Wednesday, April 29, 2009

"operable to" pitfalls

Prouse's appeal focused on overcoming a 102(b) rejection of certain pending claims. Claim 1 recited:
1. A system in an electronic device for emitting light from a light-emitting diode (LED) at a variable brightness, comprising:

a waveform generator for generating an LED signal waveform comprised of a plurality of LED signal values; and

a processing unit operable to determine a scaling value for one or more LED signal values in the plurality of LED signal values, wherein the scaling value scales the one or more LED signal values based upon a percentage of a particular LED brightness.
The BPAI stated that "speculation and conjecture must be utilized by us and by the artisan inasmuch as independent claim 1 on appeal does not adequately reflect what the disclosed invention is." In analyzing the claims, the Board compared the "processing unit operable to determine" against the method claim that positively recited determining the scaling values. They stated:
In direct contrast to the positive statement of determining in independent claim 9, a processing unit is merely recited in independent claim 1 to be “operable to determine a scaling value.” Thus, it is merely capable of performing the recited or desired function of determining a scaling value. In other words, there is no present tense, positively recited determination of a scaling value in claim 1. Thus, since the scaling values are not actually determined, they cannot be used to scale the LED values as recited in the claim. This situation clearly renders the entire subject matter of independent claim 1 and its respective dependent claims 5-8 indefinite within the second paragraph of 35 U.S.C. § 112.
In view of the above, the Board reversed the Examiner's anticipation rejection of claims 1 and 9 and those claims depending from the independent claims. However, the Board issued a new ground of rejection with respect to claim 1 under the second paragraph of 35 U.S.C. § 112.

I don't think the use of "operable to" was the problem here.
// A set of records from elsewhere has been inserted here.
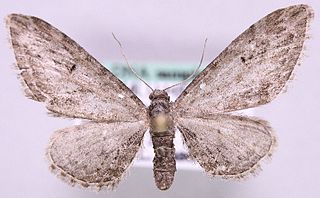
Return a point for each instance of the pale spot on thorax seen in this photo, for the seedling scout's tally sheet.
(120, 96)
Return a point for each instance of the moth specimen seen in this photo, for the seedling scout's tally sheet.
(250, 72)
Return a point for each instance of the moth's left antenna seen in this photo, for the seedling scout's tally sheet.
(131, 68)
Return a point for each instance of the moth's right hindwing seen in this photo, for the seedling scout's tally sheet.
(57, 71)
(227, 145)
(95, 154)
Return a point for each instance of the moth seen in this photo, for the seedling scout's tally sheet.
(250, 72)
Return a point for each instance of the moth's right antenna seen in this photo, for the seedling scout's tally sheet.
(132, 70)
(194, 72)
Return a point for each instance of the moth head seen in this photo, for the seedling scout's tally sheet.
(159, 94)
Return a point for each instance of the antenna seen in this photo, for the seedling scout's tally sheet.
(194, 72)
(132, 70)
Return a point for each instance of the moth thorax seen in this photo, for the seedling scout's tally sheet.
(160, 123)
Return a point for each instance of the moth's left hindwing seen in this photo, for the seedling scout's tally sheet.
(95, 154)
(55, 70)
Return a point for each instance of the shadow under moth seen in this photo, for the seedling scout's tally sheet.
(250, 72)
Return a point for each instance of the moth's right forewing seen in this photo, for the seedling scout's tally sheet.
(95, 154)
(57, 71)
(253, 69)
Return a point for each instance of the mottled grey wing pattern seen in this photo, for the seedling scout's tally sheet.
(57, 71)
(227, 145)
(253, 69)
(95, 154)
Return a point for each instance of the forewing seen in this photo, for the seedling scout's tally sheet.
(227, 145)
(95, 154)
(57, 71)
(253, 69)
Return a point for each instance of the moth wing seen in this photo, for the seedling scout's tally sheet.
(227, 145)
(55, 70)
(95, 154)
(253, 69)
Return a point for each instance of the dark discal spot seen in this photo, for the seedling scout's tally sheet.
(52, 167)
(73, 67)
(86, 185)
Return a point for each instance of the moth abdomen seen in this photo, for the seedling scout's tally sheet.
(162, 134)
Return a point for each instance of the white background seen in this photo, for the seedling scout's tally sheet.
(161, 31)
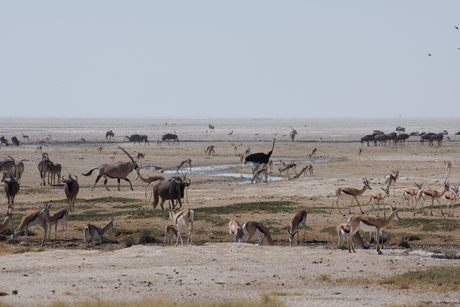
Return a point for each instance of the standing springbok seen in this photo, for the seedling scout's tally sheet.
(257, 230)
(28, 220)
(451, 196)
(119, 170)
(96, 232)
(371, 224)
(71, 188)
(390, 180)
(60, 215)
(180, 218)
(434, 195)
(377, 197)
(235, 231)
(352, 192)
(299, 218)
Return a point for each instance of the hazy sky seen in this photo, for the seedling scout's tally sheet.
(205, 59)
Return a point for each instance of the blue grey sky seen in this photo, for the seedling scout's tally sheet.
(235, 59)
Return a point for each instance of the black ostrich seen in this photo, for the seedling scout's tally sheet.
(260, 157)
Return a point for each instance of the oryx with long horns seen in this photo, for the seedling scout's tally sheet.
(119, 170)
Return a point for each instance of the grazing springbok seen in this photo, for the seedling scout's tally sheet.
(28, 220)
(183, 163)
(390, 180)
(235, 231)
(378, 197)
(119, 170)
(170, 234)
(7, 221)
(148, 180)
(352, 192)
(299, 218)
(411, 194)
(60, 215)
(256, 230)
(371, 224)
(180, 218)
(96, 232)
(434, 195)
(11, 188)
(71, 188)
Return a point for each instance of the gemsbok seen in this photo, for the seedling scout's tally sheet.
(119, 170)
(370, 224)
(352, 192)
(298, 219)
(256, 230)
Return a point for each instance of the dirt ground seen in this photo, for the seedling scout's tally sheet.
(213, 268)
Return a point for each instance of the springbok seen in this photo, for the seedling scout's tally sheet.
(119, 170)
(377, 197)
(235, 231)
(353, 192)
(435, 195)
(257, 230)
(299, 218)
(183, 217)
(96, 232)
(371, 224)
(170, 234)
(28, 220)
(390, 179)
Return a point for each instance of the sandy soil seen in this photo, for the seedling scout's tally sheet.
(216, 269)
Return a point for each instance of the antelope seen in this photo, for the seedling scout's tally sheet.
(306, 169)
(209, 150)
(71, 188)
(96, 232)
(435, 195)
(288, 167)
(30, 219)
(390, 179)
(119, 170)
(148, 180)
(348, 191)
(299, 218)
(7, 221)
(60, 215)
(411, 193)
(371, 224)
(379, 197)
(170, 234)
(182, 164)
(451, 196)
(183, 217)
(448, 168)
(11, 187)
(257, 230)
(236, 232)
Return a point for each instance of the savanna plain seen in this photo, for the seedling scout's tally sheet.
(133, 266)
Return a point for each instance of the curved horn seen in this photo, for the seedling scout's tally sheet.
(129, 156)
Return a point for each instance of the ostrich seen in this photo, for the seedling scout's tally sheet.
(260, 157)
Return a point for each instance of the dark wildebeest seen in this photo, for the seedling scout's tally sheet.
(109, 135)
(170, 136)
(173, 189)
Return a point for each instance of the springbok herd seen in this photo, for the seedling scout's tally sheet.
(174, 188)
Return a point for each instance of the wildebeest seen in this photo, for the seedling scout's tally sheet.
(136, 138)
(170, 137)
(173, 189)
(119, 170)
(109, 135)
(71, 188)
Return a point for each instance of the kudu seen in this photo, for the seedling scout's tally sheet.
(119, 170)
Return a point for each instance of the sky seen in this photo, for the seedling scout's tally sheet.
(230, 59)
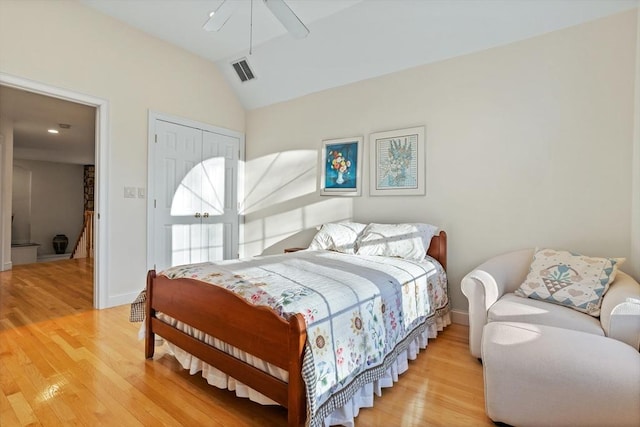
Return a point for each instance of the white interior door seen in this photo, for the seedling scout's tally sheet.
(195, 216)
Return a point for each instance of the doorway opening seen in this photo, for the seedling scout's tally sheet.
(98, 183)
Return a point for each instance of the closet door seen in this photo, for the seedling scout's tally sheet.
(195, 213)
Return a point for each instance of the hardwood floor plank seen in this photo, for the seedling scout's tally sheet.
(64, 363)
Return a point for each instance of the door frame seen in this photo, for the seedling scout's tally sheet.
(153, 117)
(100, 266)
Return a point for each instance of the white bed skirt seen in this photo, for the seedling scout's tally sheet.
(342, 416)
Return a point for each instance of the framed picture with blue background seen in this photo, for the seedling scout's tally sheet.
(341, 171)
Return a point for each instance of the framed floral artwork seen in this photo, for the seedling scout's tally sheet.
(341, 172)
(398, 160)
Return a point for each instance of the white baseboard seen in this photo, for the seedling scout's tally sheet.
(121, 299)
(460, 317)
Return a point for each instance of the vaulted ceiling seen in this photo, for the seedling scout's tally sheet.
(349, 40)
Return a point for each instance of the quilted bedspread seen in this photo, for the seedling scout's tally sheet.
(360, 311)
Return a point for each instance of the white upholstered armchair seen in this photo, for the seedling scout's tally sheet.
(547, 364)
(490, 286)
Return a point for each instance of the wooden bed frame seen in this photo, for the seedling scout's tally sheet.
(257, 330)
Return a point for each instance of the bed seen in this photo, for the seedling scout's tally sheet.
(220, 325)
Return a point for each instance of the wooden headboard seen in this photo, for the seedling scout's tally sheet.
(438, 248)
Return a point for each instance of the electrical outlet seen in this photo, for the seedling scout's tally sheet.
(129, 192)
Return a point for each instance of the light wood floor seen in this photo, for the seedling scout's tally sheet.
(63, 363)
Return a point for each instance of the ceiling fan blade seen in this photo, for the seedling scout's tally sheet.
(287, 18)
(220, 16)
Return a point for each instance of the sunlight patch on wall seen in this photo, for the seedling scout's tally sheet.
(279, 177)
(292, 228)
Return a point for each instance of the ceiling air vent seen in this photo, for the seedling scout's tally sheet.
(242, 69)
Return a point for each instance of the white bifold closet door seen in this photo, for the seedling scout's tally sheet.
(195, 195)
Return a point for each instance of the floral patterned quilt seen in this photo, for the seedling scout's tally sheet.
(360, 311)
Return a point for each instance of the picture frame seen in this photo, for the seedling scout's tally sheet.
(341, 167)
(397, 162)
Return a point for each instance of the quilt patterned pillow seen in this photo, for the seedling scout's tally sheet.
(408, 241)
(339, 237)
(569, 279)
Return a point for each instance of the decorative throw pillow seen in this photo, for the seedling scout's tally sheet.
(408, 241)
(569, 279)
(340, 237)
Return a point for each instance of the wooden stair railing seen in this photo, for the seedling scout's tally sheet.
(84, 245)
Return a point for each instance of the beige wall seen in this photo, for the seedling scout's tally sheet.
(68, 45)
(528, 144)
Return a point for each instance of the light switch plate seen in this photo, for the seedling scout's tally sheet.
(129, 192)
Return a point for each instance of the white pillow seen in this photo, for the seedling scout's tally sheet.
(409, 241)
(340, 237)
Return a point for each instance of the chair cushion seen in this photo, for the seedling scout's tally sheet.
(537, 375)
(511, 308)
(566, 278)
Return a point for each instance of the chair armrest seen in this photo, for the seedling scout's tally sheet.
(487, 283)
(620, 310)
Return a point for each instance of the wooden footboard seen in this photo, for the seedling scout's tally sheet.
(254, 329)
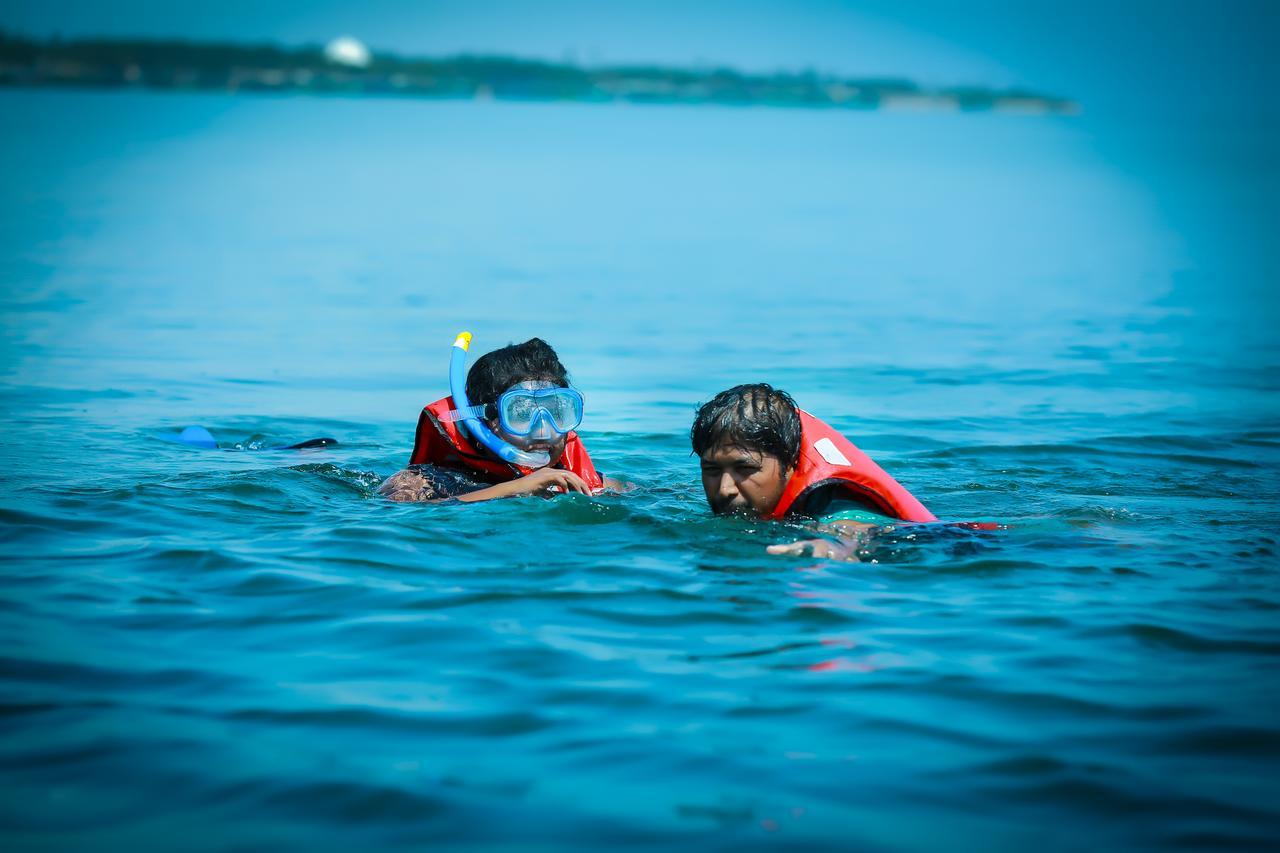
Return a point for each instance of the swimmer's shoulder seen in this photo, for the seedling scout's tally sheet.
(420, 483)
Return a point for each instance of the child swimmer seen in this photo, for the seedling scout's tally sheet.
(516, 439)
(763, 456)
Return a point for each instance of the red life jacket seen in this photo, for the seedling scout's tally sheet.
(440, 442)
(827, 457)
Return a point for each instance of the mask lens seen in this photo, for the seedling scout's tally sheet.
(520, 413)
(521, 409)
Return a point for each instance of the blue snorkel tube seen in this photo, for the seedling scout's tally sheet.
(475, 424)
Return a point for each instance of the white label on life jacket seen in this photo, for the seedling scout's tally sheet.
(830, 452)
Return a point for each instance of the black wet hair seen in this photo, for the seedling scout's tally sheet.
(496, 372)
(757, 418)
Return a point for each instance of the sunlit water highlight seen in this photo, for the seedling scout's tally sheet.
(1052, 324)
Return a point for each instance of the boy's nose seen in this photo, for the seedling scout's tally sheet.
(727, 487)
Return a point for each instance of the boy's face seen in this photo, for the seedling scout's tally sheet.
(540, 439)
(741, 482)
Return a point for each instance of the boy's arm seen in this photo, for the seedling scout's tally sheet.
(849, 537)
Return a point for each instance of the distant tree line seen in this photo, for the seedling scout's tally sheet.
(268, 67)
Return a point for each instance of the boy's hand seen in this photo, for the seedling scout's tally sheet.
(549, 480)
(819, 548)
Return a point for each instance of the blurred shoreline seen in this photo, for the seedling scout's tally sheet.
(346, 67)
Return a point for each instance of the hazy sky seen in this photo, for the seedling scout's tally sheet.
(1169, 54)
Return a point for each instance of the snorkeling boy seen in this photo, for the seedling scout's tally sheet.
(516, 439)
(763, 456)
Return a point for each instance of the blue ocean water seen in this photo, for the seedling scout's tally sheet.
(1065, 325)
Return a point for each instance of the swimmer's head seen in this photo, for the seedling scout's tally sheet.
(533, 365)
(748, 439)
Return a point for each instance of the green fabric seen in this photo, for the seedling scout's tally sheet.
(841, 510)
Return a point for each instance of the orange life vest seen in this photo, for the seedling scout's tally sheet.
(442, 442)
(827, 457)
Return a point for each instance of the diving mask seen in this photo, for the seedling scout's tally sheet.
(531, 411)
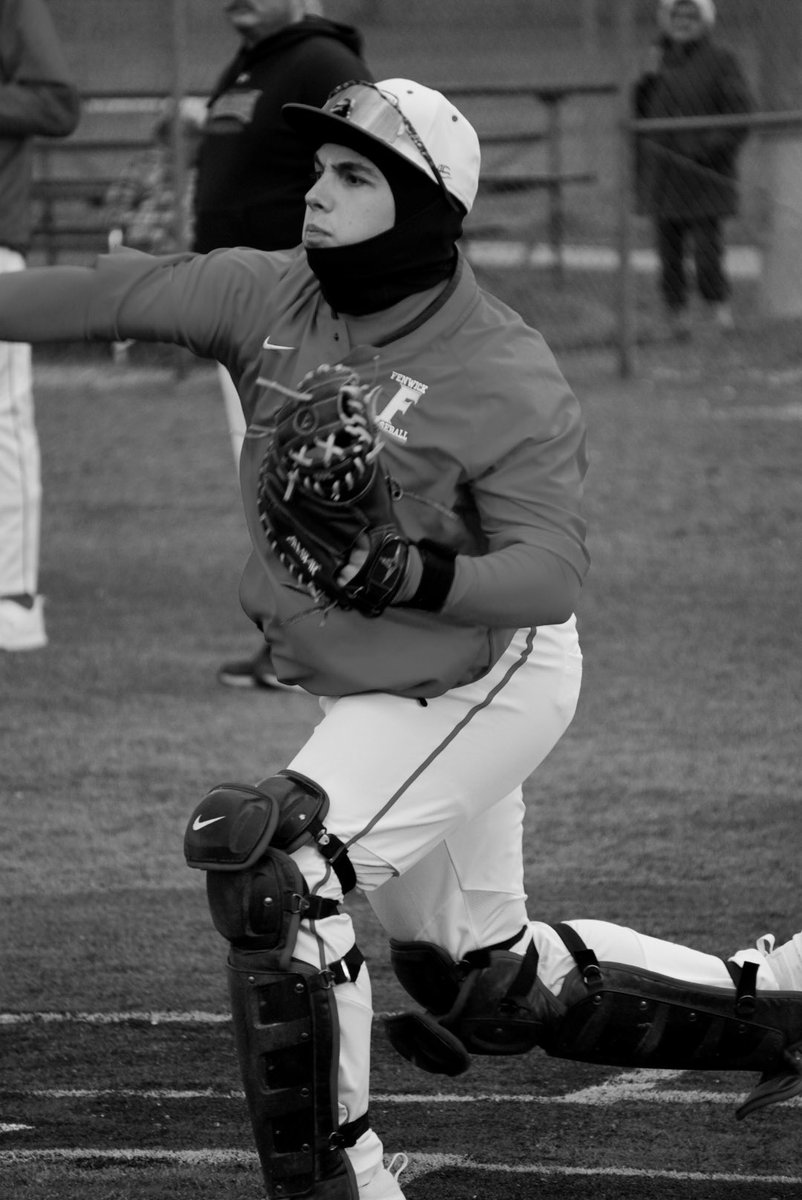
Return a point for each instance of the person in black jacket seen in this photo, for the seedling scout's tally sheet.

Rather, it was "operable to" in combination with the clause "wherein the scaling value scales the one or more LED signal values based upon a percentage of a particular LED brightness."

The question is, how can the scaling value do any scaling when its existence isn't certain?

I would try to fix this by saying something like "wherein the processor is further operable to scale the one or more LED signal values based upon a percentage of a particular LED brightness using a determined scaling value."